PairSeq¶
Sorts and matches sequence records with matching coordinates across files
usage: PairSeq [--version] [-h] -1 SEQ_FILES_1 [SEQ_FILES_1 ...] -2
SEQ_FILES_2 [SEQ_FILES_2 ...] [--outdir OUT_DIR]
[--outname OUT_NAME] [--failed] [--fasta]
[--delim DELIMITER DELIMITER DELIMITER]
[--1f FIELDS_1 [FIELDS_1 ...]] [--2f FIELDS_2 [FIELDS_2 ...]]
[--act {min,max,sum,set,cat}]
[--coord {illumina,solexa,sra,454,presto}]
-
--version
¶
show program’s version number and exit
-
-h
,
--help
¶
show this help message and exit
-
-1
<seq_files_1>
¶ An ordered list of FASTA/FASTQ files containing head/primary sequences.
-
-2
<seq_files_2>
¶ An ordered list of FASTA/FASTQ files containing tail/secondary sequences.
-
--outdir
<out_dir>
¶ Specify to changes the output directory to the location specified. The input file directory is used if this is not specified.
-
--outname
<out_name>
¶ Changes the prefix of the successfully processed output file to the string specified. May not be specified with multiple input files.
-
--failed
¶
If specified create files containing records that fail processing.
-
--fasta
¶
Specify to force output as FASTA rather than FASTQ.
-
--delim
<delimiter>
¶ A list of the three delimiters that separate annotation blocks, field names and values, and values within a field, respectively.
-
--1f
<fields_1>
¶ The annotation fields to copy from file 1 records into file 2 records.
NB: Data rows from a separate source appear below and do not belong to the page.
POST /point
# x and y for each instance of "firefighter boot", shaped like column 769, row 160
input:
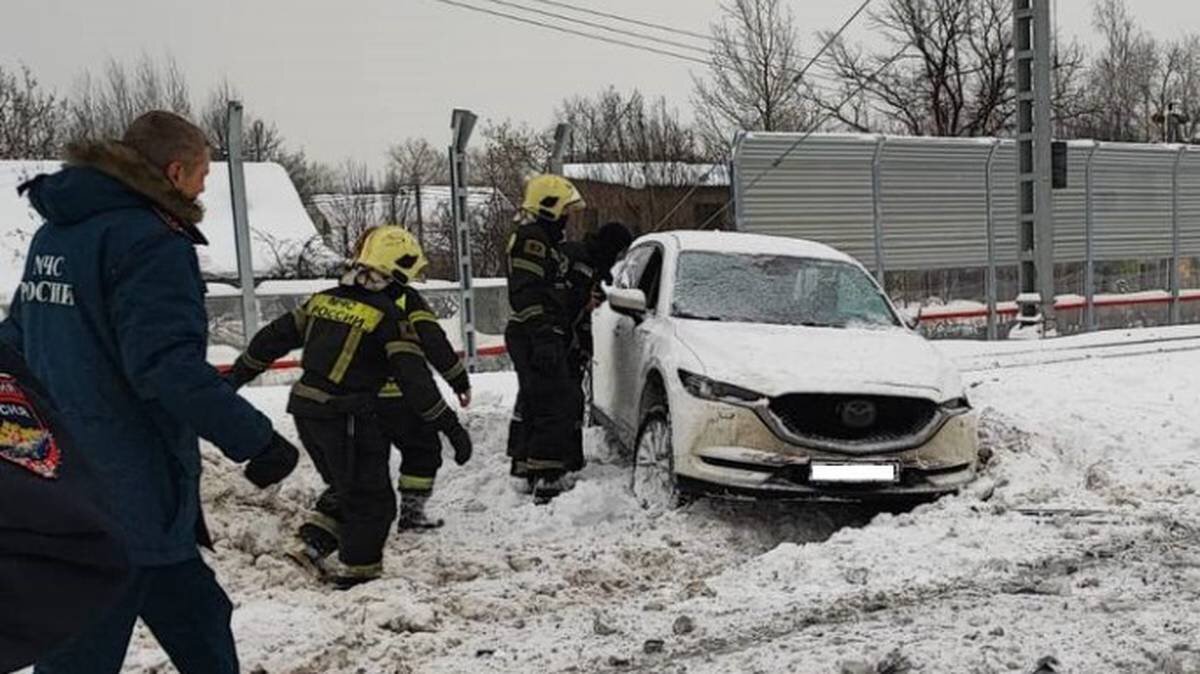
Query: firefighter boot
column 549, row 485
column 315, row 545
column 345, row 576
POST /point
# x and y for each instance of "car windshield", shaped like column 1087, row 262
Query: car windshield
column 779, row 290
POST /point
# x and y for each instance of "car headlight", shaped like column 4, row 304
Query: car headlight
column 957, row 405
column 712, row 390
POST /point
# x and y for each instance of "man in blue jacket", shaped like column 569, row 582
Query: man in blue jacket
column 109, row 317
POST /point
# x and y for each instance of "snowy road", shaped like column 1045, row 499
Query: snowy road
column 1080, row 542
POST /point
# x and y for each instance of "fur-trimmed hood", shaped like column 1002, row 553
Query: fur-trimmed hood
column 127, row 180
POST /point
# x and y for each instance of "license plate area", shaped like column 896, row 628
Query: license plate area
column 823, row 473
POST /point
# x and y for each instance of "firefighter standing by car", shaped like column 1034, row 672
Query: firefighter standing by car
column 418, row 440
column 589, row 265
column 537, row 338
column 354, row 337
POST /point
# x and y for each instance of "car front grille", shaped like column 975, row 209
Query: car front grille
column 853, row 419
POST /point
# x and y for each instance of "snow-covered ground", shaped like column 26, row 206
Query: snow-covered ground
column 1081, row 541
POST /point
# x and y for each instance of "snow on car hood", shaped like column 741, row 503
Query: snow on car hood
column 781, row 359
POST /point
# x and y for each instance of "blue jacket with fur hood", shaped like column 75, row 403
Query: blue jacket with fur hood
column 111, row 317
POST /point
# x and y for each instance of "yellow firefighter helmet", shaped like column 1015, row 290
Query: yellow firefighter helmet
column 551, row 197
column 391, row 251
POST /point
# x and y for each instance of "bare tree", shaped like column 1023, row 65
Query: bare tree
column 755, row 60
column 30, row 119
column 1121, row 76
column 103, row 106
column 415, row 164
column 261, row 140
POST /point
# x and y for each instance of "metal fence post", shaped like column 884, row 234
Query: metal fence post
column 993, row 292
column 1090, row 240
column 241, row 222
column 1175, row 235
column 877, row 211
column 463, row 122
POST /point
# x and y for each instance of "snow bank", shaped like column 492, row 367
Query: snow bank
column 1081, row 541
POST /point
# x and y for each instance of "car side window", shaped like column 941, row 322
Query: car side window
column 631, row 269
column 652, row 280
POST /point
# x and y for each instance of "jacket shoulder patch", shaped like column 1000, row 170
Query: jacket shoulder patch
column 535, row 248
column 24, row 438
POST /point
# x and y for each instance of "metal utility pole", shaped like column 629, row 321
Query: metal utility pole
column 562, row 142
column 241, row 222
column 1035, row 188
column 462, row 122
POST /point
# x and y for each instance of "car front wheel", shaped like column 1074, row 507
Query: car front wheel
column 654, row 481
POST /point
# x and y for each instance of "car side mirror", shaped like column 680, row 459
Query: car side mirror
column 628, row 301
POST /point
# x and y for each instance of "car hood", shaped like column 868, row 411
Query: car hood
column 785, row 359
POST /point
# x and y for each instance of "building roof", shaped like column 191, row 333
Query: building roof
column 277, row 220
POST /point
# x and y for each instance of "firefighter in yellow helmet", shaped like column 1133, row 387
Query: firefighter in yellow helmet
column 413, row 434
column 354, row 338
column 537, row 338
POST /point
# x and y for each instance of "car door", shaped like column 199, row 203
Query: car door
column 611, row 332
column 637, row 337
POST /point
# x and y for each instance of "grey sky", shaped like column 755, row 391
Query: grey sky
column 345, row 78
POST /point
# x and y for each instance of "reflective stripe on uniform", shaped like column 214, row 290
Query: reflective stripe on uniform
column 347, row 356
column 252, row 362
column 419, row 316
column 532, row 268
column 311, row 393
column 348, row 312
column 435, row 411
column 528, row 313
column 538, row 464
column 325, row 523
column 401, row 347
column 413, row 483
column 455, row 372
column 301, row 320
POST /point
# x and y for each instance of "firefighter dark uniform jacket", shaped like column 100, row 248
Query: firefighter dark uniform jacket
column 353, row 341
column 111, row 318
column 419, row 318
column 61, row 558
column 538, row 274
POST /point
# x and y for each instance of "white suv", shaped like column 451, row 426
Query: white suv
column 750, row 365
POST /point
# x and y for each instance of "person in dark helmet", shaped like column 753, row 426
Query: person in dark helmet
column 109, row 317
column 418, row 440
column 591, row 263
column 354, row 338
column 61, row 559
column 537, row 337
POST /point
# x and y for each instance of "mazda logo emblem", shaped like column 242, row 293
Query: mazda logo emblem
column 858, row 414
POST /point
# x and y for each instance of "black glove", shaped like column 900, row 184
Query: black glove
column 240, row 374
column 275, row 463
column 549, row 351
column 459, row 438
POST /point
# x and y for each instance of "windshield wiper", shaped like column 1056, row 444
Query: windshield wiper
column 699, row 317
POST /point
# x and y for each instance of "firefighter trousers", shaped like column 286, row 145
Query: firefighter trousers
column 419, row 444
column 544, row 434
column 351, row 452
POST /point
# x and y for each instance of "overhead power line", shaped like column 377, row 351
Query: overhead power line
column 625, row 19
column 576, row 32
column 599, row 25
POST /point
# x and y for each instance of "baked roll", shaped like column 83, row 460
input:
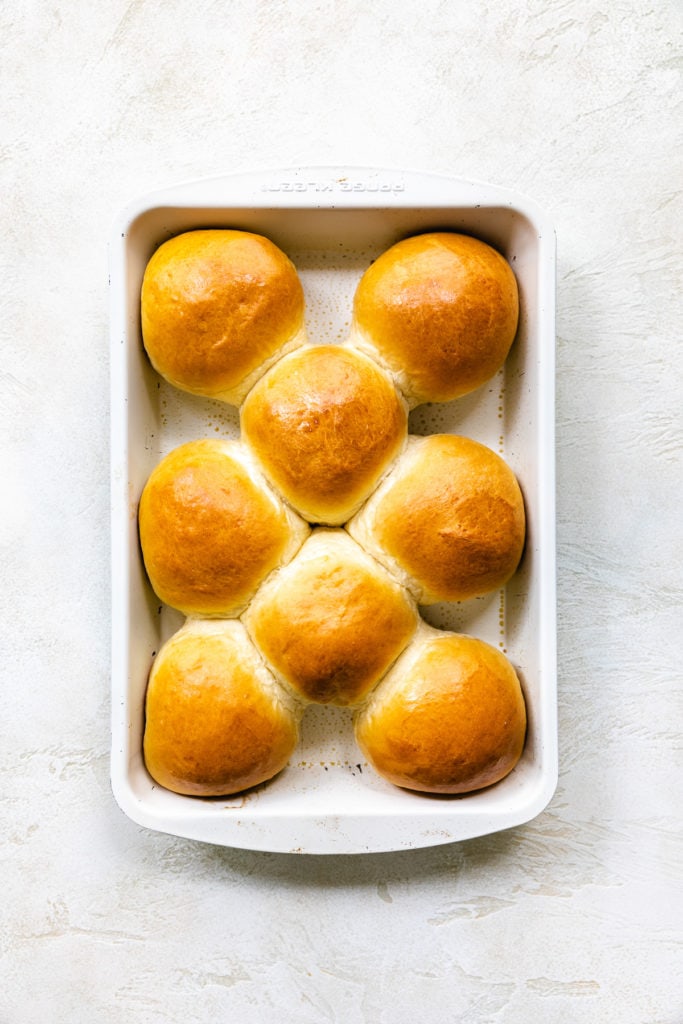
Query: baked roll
column 440, row 311
column 211, row 529
column 325, row 423
column 449, row 519
column 332, row 622
column 447, row 718
column 218, row 307
column 216, row 722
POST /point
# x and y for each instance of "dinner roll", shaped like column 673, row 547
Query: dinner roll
column 216, row 722
column 449, row 519
column 325, row 423
column 331, row 622
column 211, row 528
column 447, row 718
column 440, row 311
column 218, row 307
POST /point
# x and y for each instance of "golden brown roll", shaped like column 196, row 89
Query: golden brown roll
column 440, row 311
column 218, row 307
column 447, row 718
column 449, row 519
column 325, row 423
column 216, row 722
column 211, row 528
column 331, row 622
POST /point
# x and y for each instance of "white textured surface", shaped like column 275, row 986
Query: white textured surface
column 575, row 916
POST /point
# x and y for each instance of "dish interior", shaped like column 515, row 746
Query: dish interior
column 327, row 782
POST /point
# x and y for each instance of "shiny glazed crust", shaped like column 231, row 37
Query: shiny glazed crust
column 332, row 622
column 211, row 529
column 217, row 307
column 449, row 519
column 325, row 423
column 215, row 721
column 449, row 717
column 440, row 310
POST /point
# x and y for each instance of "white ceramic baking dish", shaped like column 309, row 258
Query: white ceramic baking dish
column 332, row 222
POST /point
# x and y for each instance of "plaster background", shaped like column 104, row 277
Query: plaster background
column 574, row 916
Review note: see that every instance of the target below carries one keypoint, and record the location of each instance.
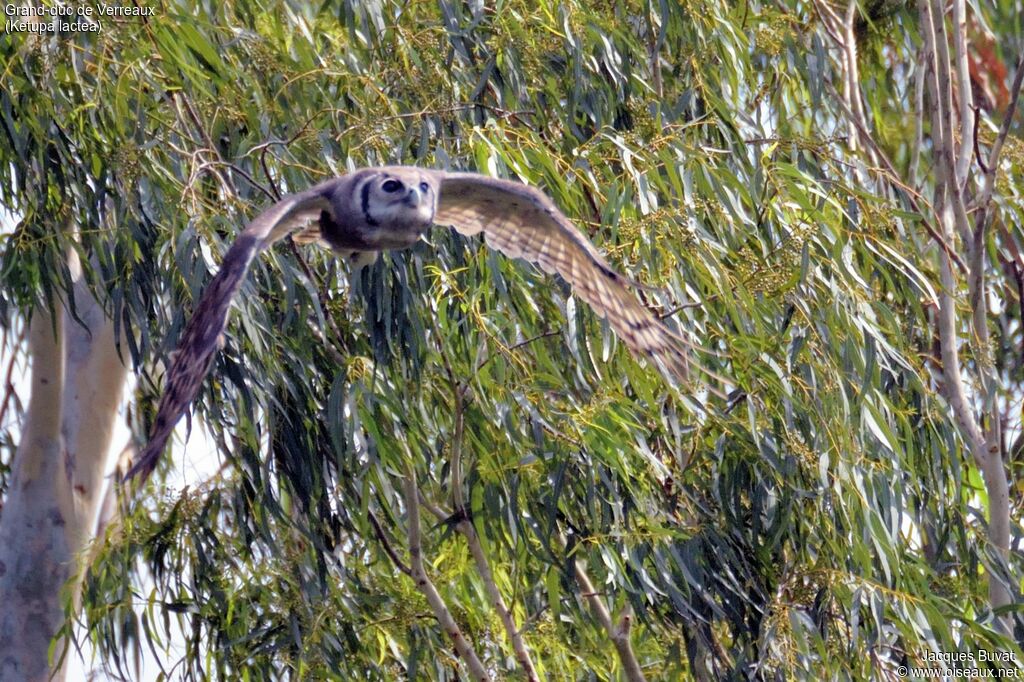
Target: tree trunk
(57, 480)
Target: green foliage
(823, 523)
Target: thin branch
(423, 584)
(988, 181)
(911, 195)
(965, 94)
(617, 633)
(466, 527)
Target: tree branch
(617, 633)
(424, 585)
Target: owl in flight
(375, 209)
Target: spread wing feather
(202, 335)
(522, 222)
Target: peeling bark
(57, 481)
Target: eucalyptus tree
(443, 466)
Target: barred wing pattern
(202, 335)
(522, 222)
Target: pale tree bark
(958, 193)
(57, 480)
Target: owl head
(403, 199)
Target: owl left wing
(522, 222)
(200, 340)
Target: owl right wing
(201, 338)
(522, 222)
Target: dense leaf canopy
(823, 521)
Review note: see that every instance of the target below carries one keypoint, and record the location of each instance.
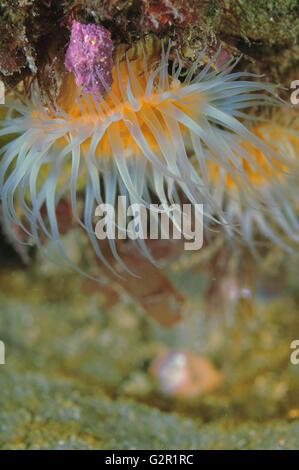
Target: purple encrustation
(89, 57)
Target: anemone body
(153, 136)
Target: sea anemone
(150, 138)
(265, 199)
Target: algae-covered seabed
(76, 373)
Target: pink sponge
(89, 57)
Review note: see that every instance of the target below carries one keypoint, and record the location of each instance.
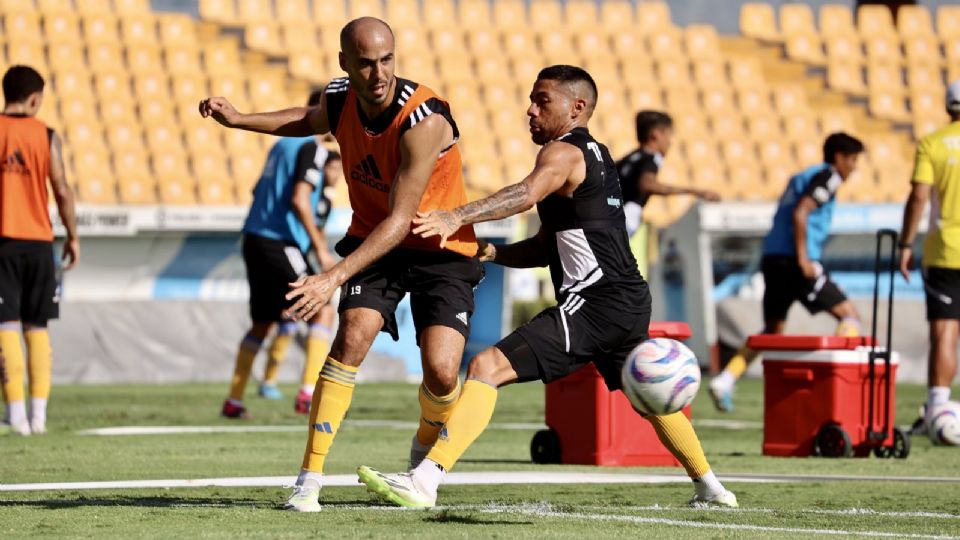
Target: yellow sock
(318, 346)
(468, 419)
(248, 350)
(740, 362)
(434, 412)
(676, 433)
(331, 399)
(278, 351)
(13, 364)
(39, 362)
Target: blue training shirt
(271, 213)
(819, 182)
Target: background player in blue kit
(792, 251)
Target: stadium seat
(874, 20)
(365, 8)
(914, 21)
(757, 20)
(219, 11)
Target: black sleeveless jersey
(590, 254)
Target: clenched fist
(220, 109)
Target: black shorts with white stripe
(271, 266)
(565, 337)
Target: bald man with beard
(398, 140)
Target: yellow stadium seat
(846, 77)
(874, 19)
(746, 73)
(883, 48)
(219, 11)
(439, 13)
(403, 13)
(89, 7)
(139, 30)
(701, 41)
(923, 50)
(368, 8)
(913, 21)
(176, 29)
(582, 13)
(131, 8)
(796, 19)
(665, 44)
(883, 76)
(508, 14)
(836, 20)
(888, 105)
(617, 15)
(264, 36)
(757, 20)
(843, 48)
(473, 13)
(805, 47)
(58, 27)
(653, 14)
(100, 28)
(710, 73)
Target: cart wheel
(832, 441)
(545, 447)
(901, 444)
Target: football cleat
(270, 391)
(725, 499)
(721, 395)
(234, 411)
(399, 488)
(305, 498)
(302, 404)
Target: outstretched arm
(419, 149)
(294, 122)
(555, 164)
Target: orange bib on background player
(371, 159)
(24, 168)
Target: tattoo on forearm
(506, 202)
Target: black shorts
(785, 283)
(271, 266)
(563, 338)
(440, 284)
(29, 291)
(942, 288)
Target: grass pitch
(889, 508)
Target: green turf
(555, 511)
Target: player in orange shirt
(30, 153)
(398, 140)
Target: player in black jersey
(638, 169)
(603, 306)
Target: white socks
(707, 486)
(309, 476)
(937, 395)
(428, 476)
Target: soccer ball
(943, 426)
(661, 376)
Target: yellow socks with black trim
(467, 420)
(248, 350)
(676, 433)
(318, 346)
(331, 399)
(434, 412)
(278, 351)
(14, 369)
(39, 367)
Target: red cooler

If a copied annotation already exists in a file 2 record, then the annotations copied from file 1 will be added to the front of the existing annotation.
-
--2f
<fields_2>
¶ The annotation fields to copy from file 2 records into file 1 records. If a copied annotation already exists in a file 1 record, then the annotations copied from file 2 will be added to the end of the existing annotation.
-
--act
{min,max,sum,set,cat}
¶ The collapse actions to take on all fields copied between files to combine duplicate fields into a single value. The actions “min”, “max”, “sum” perform the corresponding mathematical operation on numeric annotations. The action “set” collapses annotations into a comma delimited list of unique values. The action “cat” concatenates the values together into a single string. Only applies if the field already exists in the header before being copying from the other file.
-
--coord
{illumina,solexa,sra,454,presto}
¶ The format of the sequence identifier which defines shared coordinate information across mate pairs.
- output files:
- pair-pass
successfully paired reads with modified annotations.
- pair-fail
raw reads that could not be assigned to a mate-pair.
- output annotation fields:
- <user defined>
annotation fields specified by the –1f or –2f arguments.